Any files or directories under <outdir>
that do not correspond to an object
listed in the inventory and are not .s3invsync.*
files are deleted.
-
--allow-new-nonempty
— By default, if<outdir>
is nonempty and does not contain an.s3invsync.state.json
file,s3invsync
will assume you're trying to backup to a non-backup directory and error out. Pass this option to disable this check. -
--compress-filter-msgs <N>
— Instead of emitting a log message for each object skipped by--path-filter
, emit one message for every<N>
objects skipped. -
-d <DATE>
,--date <DATE>
— Download objects from the inventory created at the given date.By default, the most recent inventory is downloaded.
The date must be in the format
YYYY-MM-DD
(in which case the latest inventory for the given date is used) or in the formatYYYY-MM-DDTHH-MMZ
(to specify a specific inventory). -
-J <INT>
,--jobs <INT>
— Specify the maximum number of concurrent download jobs. Defaults to the number of available CPU cores, or 20, whichever is lower. -
--list-dates
— List available inventory manifest dates instead of backing anything up. When this option is given, the<outdir>
argument is optional and does nothing. -
-l <level>
,--log-level <level>
— Set the log level to the given value.

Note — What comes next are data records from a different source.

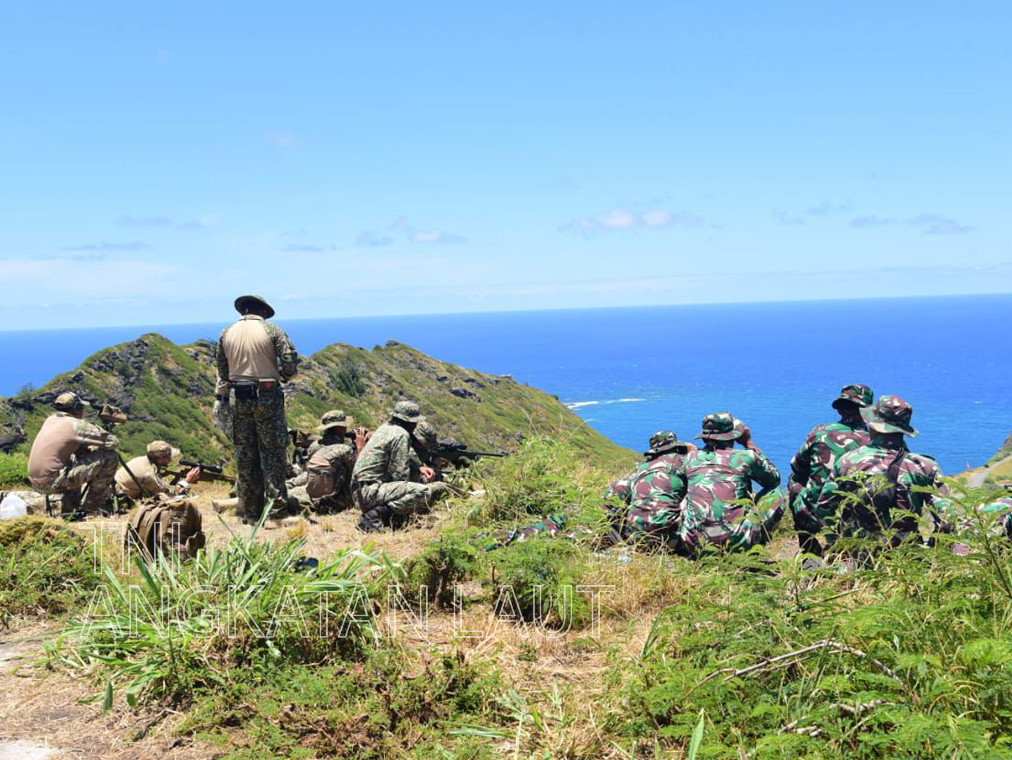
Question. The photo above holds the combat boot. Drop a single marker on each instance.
(374, 519)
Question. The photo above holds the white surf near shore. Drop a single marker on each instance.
(579, 404)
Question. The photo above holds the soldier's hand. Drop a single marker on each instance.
(746, 438)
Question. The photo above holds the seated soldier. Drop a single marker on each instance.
(649, 508)
(74, 457)
(142, 477)
(328, 475)
(334, 426)
(813, 463)
(662, 442)
(868, 483)
(715, 478)
(382, 481)
(656, 492)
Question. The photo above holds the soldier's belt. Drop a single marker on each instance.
(246, 390)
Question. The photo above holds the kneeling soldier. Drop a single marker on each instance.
(384, 482)
(73, 457)
(143, 476)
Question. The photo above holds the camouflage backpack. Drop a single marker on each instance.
(167, 525)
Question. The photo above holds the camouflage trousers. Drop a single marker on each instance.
(733, 533)
(401, 497)
(260, 435)
(655, 522)
(96, 470)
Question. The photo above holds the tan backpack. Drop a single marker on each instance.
(166, 525)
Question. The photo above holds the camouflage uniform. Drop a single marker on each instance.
(714, 478)
(663, 441)
(386, 482)
(812, 466)
(74, 457)
(655, 506)
(643, 505)
(328, 479)
(260, 432)
(868, 483)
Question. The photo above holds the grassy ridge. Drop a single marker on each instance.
(168, 393)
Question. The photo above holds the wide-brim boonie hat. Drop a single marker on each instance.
(891, 415)
(859, 396)
(243, 302)
(720, 426)
(347, 422)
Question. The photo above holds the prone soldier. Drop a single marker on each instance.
(254, 357)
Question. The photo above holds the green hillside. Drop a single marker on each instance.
(168, 391)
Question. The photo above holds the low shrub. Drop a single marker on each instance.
(14, 471)
(441, 566)
(186, 625)
(542, 478)
(46, 569)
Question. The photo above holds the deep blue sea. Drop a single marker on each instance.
(633, 371)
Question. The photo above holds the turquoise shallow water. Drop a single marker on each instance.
(636, 370)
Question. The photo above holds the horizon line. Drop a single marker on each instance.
(536, 311)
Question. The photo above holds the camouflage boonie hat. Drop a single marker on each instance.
(159, 448)
(720, 426)
(891, 415)
(662, 441)
(407, 411)
(244, 302)
(426, 435)
(69, 402)
(858, 395)
(335, 418)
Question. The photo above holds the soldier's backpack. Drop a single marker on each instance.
(172, 525)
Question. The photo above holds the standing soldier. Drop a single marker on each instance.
(385, 480)
(814, 462)
(73, 457)
(868, 483)
(254, 357)
(717, 477)
(328, 471)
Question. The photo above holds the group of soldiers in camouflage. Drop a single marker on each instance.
(381, 473)
(851, 478)
(854, 477)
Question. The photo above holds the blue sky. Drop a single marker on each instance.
(396, 158)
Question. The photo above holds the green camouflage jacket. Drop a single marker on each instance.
(813, 465)
(860, 493)
(714, 480)
(388, 456)
(656, 491)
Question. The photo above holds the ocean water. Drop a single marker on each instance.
(631, 371)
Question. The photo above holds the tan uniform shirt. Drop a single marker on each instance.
(147, 475)
(255, 350)
(59, 439)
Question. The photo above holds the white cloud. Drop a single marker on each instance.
(624, 219)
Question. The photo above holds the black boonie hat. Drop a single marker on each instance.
(243, 303)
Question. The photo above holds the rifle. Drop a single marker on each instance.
(208, 473)
(458, 454)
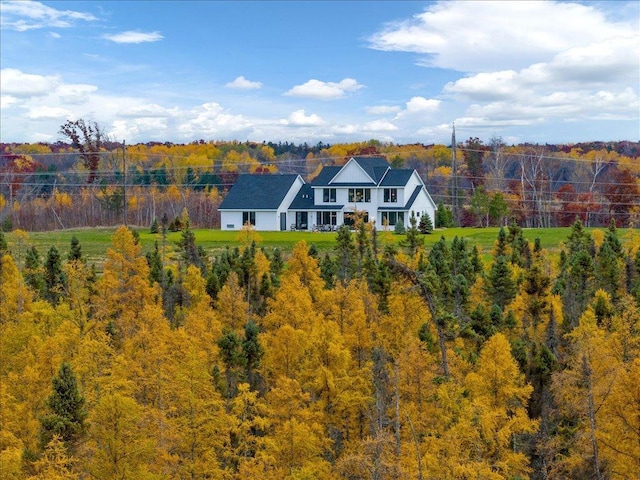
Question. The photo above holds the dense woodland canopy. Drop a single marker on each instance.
(376, 361)
(82, 183)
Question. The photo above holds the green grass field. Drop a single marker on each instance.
(95, 241)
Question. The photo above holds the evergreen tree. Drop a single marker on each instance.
(399, 229)
(4, 247)
(67, 411)
(276, 266)
(345, 254)
(444, 216)
(253, 353)
(33, 271)
(328, 271)
(156, 269)
(75, 252)
(190, 252)
(233, 357)
(500, 285)
(53, 275)
(412, 241)
(426, 225)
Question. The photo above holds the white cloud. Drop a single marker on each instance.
(299, 119)
(502, 36)
(19, 84)
(150, 110)
(210, 120)
(381, 109)
(324, 90)
(45, 113)
(242, 83)
(379, 126)
(75, 93)
(134, 37)
(23, 15)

Possible values are "ERROR
", "WARN
", "INFO
", "DEBUG
", and "TRACE
" (all case-insensitive). [default value:DEBUG
] -
--ok-errors <list>
— Treat the given error types as non-fatal. If one of the specified types of errors occurs, a warning is emitted, and the error is otherwise ignored.This option takes a comma-separated list of one or more of the following error types:
-
access-denied
— a 403 occurred while trying to download an object -
invalid-entry
— an entry in an inventory list file is invalid -
missing-old-version
— a 404 occurred while trying to download a non-latest version of a key -
all
— same as listing all of the above error types
By default, all of the above error types are fatal.
-
-
--path-filter <REGEX>
— Only download objects whose keys match the given regular expression -
--require-last-success
— Error out immediately if the.s3invsync.state.json
file indicates that the most recent backup did not complete successfully -
--trace-progress
— Emit per-object download progress at the TRACE level. (Note that you still need to specify--log-level TRACE
separately in order for the download progress logs to be visible.) This is off by default because it can make for some very noisy logs.